FTC Settles Deceptive Data Security Practices and COPPA Violation Charges Against RockYou | Practical Law

FTC Settles Deceptive Data Security Practices and COPPA Violation Charges Against RockYou | Practical Law

The Federal Trade Commission has announced a settlement with RockYou, Inc., an online game provider, over charges that RockYou violated the FTC Act by misrepresenting its safeguards for protecting consumer information and violated the Children's Online Privacy Protection Act Rule by collecting children's information without proper notice and parental consent.

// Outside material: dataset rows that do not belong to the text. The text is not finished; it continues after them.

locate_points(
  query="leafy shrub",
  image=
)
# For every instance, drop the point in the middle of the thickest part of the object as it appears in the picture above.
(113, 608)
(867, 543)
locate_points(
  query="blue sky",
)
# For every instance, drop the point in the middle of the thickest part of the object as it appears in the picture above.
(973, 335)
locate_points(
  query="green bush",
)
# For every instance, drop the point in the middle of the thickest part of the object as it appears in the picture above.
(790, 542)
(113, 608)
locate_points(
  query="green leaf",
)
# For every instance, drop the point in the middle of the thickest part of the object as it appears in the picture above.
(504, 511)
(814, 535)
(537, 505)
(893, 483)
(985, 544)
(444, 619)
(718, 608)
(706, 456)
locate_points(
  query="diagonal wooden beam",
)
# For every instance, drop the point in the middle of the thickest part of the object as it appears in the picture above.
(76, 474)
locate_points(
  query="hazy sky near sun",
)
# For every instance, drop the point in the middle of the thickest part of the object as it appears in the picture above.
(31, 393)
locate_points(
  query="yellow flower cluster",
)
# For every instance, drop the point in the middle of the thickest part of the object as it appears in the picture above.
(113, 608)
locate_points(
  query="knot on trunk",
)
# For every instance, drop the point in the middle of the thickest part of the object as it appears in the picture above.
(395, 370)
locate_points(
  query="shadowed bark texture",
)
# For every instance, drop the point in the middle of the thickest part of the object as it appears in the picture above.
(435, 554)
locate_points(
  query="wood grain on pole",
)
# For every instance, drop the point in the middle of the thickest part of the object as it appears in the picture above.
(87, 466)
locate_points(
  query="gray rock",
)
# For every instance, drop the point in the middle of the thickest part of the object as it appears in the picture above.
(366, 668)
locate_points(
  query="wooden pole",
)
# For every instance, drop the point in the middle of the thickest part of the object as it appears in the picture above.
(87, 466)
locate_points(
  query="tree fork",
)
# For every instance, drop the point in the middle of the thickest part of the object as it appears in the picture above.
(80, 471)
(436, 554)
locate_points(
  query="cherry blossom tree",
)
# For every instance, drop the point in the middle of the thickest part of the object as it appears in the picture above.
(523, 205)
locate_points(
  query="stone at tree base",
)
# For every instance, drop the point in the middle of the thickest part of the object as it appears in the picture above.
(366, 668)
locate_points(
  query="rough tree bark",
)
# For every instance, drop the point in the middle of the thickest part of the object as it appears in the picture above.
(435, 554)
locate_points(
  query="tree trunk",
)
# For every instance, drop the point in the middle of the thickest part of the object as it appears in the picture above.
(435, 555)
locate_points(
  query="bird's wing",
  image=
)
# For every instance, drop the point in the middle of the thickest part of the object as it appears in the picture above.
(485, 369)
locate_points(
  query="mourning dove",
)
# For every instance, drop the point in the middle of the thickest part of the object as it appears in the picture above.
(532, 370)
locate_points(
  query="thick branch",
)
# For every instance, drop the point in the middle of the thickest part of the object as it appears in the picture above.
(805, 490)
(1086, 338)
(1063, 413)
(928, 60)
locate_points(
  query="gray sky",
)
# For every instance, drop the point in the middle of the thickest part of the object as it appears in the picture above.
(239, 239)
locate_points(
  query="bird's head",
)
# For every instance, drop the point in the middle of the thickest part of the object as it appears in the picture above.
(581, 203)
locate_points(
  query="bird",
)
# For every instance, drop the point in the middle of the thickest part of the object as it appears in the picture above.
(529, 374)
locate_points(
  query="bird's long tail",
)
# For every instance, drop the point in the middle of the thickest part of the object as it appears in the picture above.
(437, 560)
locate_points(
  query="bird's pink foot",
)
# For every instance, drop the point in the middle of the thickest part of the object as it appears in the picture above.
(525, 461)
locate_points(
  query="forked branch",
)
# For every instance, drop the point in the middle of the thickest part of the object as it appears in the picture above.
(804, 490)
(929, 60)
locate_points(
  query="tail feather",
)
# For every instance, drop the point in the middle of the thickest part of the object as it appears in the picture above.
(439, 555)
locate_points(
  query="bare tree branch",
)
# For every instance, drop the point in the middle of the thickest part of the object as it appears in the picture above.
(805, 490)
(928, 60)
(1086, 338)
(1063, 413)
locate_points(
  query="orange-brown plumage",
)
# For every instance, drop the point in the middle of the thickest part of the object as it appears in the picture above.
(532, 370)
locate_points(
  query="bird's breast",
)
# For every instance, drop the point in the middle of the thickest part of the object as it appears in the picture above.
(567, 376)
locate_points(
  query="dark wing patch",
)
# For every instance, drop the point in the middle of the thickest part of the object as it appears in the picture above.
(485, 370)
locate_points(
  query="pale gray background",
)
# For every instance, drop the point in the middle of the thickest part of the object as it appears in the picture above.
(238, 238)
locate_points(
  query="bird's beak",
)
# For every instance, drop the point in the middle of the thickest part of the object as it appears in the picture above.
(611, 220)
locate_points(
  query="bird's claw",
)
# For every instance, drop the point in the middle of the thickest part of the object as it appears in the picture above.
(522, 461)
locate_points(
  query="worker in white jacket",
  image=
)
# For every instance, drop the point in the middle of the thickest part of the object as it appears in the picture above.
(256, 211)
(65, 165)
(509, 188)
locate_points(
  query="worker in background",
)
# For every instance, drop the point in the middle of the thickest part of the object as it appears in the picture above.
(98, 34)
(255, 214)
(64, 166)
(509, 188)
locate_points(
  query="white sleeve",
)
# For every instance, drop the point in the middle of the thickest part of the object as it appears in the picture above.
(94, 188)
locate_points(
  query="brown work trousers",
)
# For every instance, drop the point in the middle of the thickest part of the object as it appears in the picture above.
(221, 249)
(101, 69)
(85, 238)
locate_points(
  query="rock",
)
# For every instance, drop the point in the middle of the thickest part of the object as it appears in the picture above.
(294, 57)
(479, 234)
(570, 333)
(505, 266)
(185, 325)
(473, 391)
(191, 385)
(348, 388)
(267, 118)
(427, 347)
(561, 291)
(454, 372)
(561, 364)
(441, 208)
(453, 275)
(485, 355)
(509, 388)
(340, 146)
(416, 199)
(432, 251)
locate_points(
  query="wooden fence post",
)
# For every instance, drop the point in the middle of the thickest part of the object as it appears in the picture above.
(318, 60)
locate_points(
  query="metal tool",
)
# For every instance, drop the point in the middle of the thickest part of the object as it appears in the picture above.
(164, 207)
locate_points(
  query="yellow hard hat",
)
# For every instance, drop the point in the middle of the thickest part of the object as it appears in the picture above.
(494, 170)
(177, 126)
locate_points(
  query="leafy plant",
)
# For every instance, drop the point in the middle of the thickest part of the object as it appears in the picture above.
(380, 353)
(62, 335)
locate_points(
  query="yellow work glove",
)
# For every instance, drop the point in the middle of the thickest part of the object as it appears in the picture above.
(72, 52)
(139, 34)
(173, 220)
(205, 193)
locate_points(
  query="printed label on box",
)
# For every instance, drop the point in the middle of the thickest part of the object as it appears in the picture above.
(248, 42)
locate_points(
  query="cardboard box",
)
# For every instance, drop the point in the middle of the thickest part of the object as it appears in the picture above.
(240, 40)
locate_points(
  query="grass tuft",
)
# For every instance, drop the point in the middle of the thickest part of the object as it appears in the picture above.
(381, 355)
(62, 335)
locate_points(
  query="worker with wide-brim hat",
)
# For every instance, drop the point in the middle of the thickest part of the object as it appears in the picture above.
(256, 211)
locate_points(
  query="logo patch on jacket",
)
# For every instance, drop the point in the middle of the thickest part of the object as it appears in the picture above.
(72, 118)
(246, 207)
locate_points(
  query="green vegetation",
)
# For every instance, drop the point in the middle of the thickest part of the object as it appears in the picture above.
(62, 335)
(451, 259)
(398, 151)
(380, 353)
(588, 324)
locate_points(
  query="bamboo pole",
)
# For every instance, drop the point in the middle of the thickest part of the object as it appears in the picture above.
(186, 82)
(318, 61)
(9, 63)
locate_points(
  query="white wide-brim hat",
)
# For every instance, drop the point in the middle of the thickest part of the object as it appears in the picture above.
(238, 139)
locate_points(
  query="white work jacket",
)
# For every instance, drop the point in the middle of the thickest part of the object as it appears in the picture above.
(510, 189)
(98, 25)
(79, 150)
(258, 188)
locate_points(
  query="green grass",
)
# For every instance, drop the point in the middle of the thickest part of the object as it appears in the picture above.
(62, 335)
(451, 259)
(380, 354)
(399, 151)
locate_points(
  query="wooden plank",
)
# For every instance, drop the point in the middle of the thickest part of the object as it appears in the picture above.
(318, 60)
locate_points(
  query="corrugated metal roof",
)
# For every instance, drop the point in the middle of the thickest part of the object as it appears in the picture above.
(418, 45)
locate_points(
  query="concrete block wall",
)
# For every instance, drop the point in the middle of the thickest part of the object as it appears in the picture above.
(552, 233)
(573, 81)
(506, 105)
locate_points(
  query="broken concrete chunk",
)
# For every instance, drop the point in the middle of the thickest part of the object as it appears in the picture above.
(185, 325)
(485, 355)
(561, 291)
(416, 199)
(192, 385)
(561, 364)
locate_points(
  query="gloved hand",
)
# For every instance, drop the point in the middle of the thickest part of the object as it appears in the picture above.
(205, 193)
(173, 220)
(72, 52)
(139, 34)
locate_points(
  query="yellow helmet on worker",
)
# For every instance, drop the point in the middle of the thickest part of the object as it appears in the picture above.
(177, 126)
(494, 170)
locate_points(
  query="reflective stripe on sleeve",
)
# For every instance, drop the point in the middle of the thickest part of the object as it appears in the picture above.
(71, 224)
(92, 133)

FTC Settles Deceptive Data Security Practices and COPPA Violation Charges Against RockYou

by PLC Intellectual Property & Technology
Published on 29 Mar 2012USA (National/Federal)
The Federal Trade Commission has announced a settlement with RockYou, Inc., an online game provider, over charges that RockYou violated the FTC Act by misrepresenting its safeguards for protecting consumer information and violated the Children's Online Privacy Protection Act Rule by collecting children's information without proper notice and parental consent.
On March 27, 2012, the FTC announced in a press release that it has reached a settlement with RockYou, Inc., an online game provider, concerning charges relating to RockYou's privacy and data security practices. The FTC's complaint charged that RockYou's information security practices were not consistent with the representations of its privacy policy, which indicated that it used reasonable safeguards. The FTC charged that RockYou's security failures allowed hackers to access the e-mail addresses and RockYou passwords of 32 million users. The FTC complaint further charged that RockYou collected personal information from approximately 179,000 children without parental consent.
Among other charges, the FTC's complaint alleged that RockYou violated:
  • The FTC Act by deceptively representing to consumers that it provided reasonable security for personal information that it collected when in fact its measures where not reasonable.
  • The Children's Online Privacy Protection Act Rule (COPPA Rule) by failing to:
    • provide sufficient notice on its website of its practices for the collection, use and disclosure of children's information;
    • provide direct notice to parents of its practices for the collection, use and disclosure practices of children's information;
    • obtain verifiable parental consent before collecting, using or disclosing personal information from children; and
    • establish and maintain reasonable procedures to protect the confidentiality, security and integrity of children's information that it collected.
The proposed consent decree and order, which is subject to court approval, provides, among other things, that RockYou is:
  • Enjoined from misrepresenting its privacy and data security practices.
  • Enjoined from future COPPA Rule violations.
  • Required to implement and maintain an adequate data security program and submit to security audits.
  • Required to pay a $250,000 civil penalty for its alleged COPPA Rule violations.
The FTC noted in its press release that this action is part of the FTC's ongoing efforts to ensure that companies meet their privacy promises to consumers and that children's information is not collected or shared online without parental consent.